Infant-Parent PsychotherapyThe initial focus and a central direction of the Infant-Parent Program involves clinical work with children birth through three years of age and their parents. The program provides intensive clinical assessments of infants, toddlers, and parents, and psychotherapy aimed at ameliorating difficulties in the parent-child relationship and the child’s functioning. These difficulties may clearly originate in the parent, as in the case of a chronically mentally ill woman who finds herself responsible for the care of an infant. They may originate in the child, as in the case of an autistic spectrum child. Or –as is most commonly the case – difficulty may arise as a result of troubles between the two of them, such as with an infant who has special vulnerabilities as a consequence of substance exposure in utero and a parent who has limited capacities and tolerance stemming from struggles with chemical dependency.

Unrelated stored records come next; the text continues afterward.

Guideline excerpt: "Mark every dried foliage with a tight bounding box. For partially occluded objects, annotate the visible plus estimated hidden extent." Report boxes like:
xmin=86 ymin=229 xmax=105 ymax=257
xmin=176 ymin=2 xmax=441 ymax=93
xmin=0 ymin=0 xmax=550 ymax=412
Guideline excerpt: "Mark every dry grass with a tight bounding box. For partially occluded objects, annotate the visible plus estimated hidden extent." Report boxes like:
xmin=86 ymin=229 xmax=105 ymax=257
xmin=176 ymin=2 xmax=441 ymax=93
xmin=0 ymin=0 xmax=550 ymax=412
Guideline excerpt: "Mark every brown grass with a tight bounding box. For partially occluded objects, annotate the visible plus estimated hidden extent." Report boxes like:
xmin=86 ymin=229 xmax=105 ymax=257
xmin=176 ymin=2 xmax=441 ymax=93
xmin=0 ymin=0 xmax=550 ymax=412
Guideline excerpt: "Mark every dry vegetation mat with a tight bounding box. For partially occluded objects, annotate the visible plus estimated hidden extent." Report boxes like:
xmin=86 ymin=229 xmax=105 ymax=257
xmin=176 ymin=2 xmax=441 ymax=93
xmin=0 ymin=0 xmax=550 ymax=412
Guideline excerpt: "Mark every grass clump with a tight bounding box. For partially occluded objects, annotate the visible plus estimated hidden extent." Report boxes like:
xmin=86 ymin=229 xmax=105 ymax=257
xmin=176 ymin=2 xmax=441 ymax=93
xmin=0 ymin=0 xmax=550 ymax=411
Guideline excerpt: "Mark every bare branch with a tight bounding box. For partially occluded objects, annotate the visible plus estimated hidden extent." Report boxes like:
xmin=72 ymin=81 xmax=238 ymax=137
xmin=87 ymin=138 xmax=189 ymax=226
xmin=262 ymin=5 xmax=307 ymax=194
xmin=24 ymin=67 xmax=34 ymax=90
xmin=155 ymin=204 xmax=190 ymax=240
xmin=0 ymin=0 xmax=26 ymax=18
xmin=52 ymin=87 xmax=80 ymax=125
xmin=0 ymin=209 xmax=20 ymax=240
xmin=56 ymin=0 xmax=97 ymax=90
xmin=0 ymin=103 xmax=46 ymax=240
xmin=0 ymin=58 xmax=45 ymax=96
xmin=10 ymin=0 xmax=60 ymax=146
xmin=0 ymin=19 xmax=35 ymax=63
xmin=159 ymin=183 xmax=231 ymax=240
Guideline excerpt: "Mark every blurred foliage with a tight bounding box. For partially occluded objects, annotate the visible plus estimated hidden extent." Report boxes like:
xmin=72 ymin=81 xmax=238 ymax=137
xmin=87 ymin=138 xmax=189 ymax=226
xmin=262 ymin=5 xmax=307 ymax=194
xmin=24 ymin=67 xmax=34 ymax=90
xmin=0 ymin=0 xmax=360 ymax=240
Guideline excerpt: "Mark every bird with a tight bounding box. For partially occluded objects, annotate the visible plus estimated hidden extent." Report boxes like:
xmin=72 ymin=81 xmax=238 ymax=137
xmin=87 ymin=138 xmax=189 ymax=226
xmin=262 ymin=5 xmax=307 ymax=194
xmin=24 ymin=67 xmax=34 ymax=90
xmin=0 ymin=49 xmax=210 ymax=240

The disturbances in infants and toddlers include failure-to-thrive, reactive attachment disorder, post-traumatic stress disorder, and pervasive developmental disorder; while the parents’ diagnoses include schizophrenia, bipolar disorder, major depression, multiple personality disorder, post-traumatic stress disorder, and a variety of personality disorders. These clients typically have very great difficulty functioning as parents, particularly in understanding their children’s feelings and needs and in responding appropriately to these. Family chaos and disruption are frequent, and 1/3 of the current caseload has experienced the removal of children for abuse or neglect. Referrals come from pediatric providers, public heath nurses, social workers in obstetric and pediatric settings, workers in special education and childcare programs, social workers in the Department of Human Services, residential treatment programs, and mental health workers from several disciplines. The work is supported financially by San Francisco Community Behavioral Health Services, San Francisco Department of Human Services, foundation grants and private donations.

Each year the program serves more than 100 families of many cultures and ethnicities, responding especially to those families seen to be the most vulnerable to health and mental health difficulties, child abuse and neglect and family dissolution. Treatment is provided in the home to gain a better understanding of the child’s daily circumstances and to be available to those most in need. Several specific psychotherapeutic approaches have been developed for this work– used in flexible combination depending upon the particular child-parent difficulties. Underlying all our efforts, however, is an understanding that the relationship created between therapist and parent isa powerful force in helping the parent experience and enact new possibilities in interaction. The therapist’s unswervingly conveyed awareness, understanding of, and responsiveness to the parent’s feelings can over time promote crucial changes. Additional particular approaches figure in infant-parent therapy, as well. The therapist explores ways in which hurtful experiences in the parent’s past have colored what she expects of her child and how she understands him. The therapist’s task is to help free the child from these distorted perceptions so that the child’s own feelings and needs can be seen by the parent more clearly and responded to more successfully. Often, additional information about children’s typical development is needed for parents to more fully understand their child. The infant-parent therapist can offer help about what to expect of small children and can discuss appropriate ways torespond which feel comfortable to the parents. The work is always shaped by each family’s need, and it continues for as long as parent and therapist feel it to be useful. Originating at the Infant-Parent Program, relationship –focused, dyadic treatment is now recognized as the evidence-based best practice for mental health intervention with troubled infants and toddlers. Expanded to include preschoolers who have experienced trauma due to domestic violence the treatment modality is now referred to as child-parent psychotherapy.